L’hypothèse de la chute

Création 2017

Péché originel, vol d’Icare, saut dans le vide d’Yves Klein, chutes photographiques de Denis Darzacq ou encore La chute d’Albert Camus, la figure de la chute traverse l’histoire des arts
avec toujours autant d’interrogation et incarne une part de la nature humaine. Et c’est en découvrant le travail de Denis Darzacq, observateur des signes du monde contemporain où le corps apparaît comme dénominateur commun de ses recherches, que l’envie de travailler sur la chute est devenue une évidence.

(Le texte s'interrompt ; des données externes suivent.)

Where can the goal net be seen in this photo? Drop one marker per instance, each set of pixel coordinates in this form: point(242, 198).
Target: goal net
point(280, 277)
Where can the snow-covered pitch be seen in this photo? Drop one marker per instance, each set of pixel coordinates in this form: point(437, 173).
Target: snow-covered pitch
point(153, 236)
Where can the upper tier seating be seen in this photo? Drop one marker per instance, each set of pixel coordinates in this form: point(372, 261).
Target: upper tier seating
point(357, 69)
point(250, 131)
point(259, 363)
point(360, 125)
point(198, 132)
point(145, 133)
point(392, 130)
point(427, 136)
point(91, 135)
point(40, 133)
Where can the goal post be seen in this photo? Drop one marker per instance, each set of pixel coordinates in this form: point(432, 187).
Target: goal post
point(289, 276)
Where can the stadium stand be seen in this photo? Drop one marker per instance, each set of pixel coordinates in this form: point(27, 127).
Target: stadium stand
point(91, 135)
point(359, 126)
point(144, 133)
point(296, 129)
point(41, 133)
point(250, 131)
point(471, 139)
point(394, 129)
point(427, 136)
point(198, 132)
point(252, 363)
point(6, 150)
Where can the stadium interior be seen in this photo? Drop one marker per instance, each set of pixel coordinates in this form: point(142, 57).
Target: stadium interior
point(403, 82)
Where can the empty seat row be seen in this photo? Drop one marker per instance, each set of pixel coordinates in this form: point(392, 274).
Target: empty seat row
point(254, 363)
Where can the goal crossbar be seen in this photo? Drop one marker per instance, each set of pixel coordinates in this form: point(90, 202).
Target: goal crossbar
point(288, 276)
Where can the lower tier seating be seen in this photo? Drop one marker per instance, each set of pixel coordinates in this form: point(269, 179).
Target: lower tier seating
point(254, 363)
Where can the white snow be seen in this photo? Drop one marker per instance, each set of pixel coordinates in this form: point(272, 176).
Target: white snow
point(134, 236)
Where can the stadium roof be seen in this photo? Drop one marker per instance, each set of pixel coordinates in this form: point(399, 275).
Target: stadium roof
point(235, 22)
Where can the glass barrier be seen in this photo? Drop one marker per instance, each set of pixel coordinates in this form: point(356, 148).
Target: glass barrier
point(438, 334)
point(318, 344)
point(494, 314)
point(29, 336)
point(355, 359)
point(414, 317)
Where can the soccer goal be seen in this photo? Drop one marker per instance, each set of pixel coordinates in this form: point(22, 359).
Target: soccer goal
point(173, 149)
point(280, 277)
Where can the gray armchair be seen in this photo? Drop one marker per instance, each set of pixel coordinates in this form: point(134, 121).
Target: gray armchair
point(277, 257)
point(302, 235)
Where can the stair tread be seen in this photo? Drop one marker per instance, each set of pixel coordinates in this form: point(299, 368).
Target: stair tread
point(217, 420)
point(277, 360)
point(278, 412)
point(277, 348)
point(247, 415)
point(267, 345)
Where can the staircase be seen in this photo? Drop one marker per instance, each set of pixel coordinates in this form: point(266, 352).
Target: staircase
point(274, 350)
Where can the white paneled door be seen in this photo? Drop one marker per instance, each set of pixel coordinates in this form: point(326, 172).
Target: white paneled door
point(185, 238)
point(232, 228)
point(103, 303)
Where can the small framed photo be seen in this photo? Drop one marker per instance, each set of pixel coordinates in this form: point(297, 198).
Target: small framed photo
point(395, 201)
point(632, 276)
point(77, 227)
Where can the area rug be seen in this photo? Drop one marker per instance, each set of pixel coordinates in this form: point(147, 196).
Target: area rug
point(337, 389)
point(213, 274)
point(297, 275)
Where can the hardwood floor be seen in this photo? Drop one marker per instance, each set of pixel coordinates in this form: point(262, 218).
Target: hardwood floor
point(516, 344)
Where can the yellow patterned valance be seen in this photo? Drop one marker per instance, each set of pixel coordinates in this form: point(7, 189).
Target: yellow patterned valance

Suspension dans le temps, dans le vide : ce qui m’a séduit dans la série de photos dédiées à la chute c’est bien cette perte de sens et de logique. Ce travail m’attire parce qu’il est double : physique et social. Ainsi donc commence une réflexion sur ce qui peut nous aspirer à chuter, à tomber, à se mettre en déséquilibre, quels sont les motifs, les intentions de la chute ? Est-ce le désir de liberté, de frissons ? Quelle dualité nous pousse dans cette attraction? Commence alors l’envie de changer notre regard sur cette fatalité et l’envie de travailler sur les élans des chutes, les rattraper, les accompagner, les contrarier, les sublimer, les soutenir, les détourner, les surélever pour finalement les transcender. Peut-être même se déporter pour prendre appui ailleurs, chuter pour quitter, pour recommencer, pour vivre.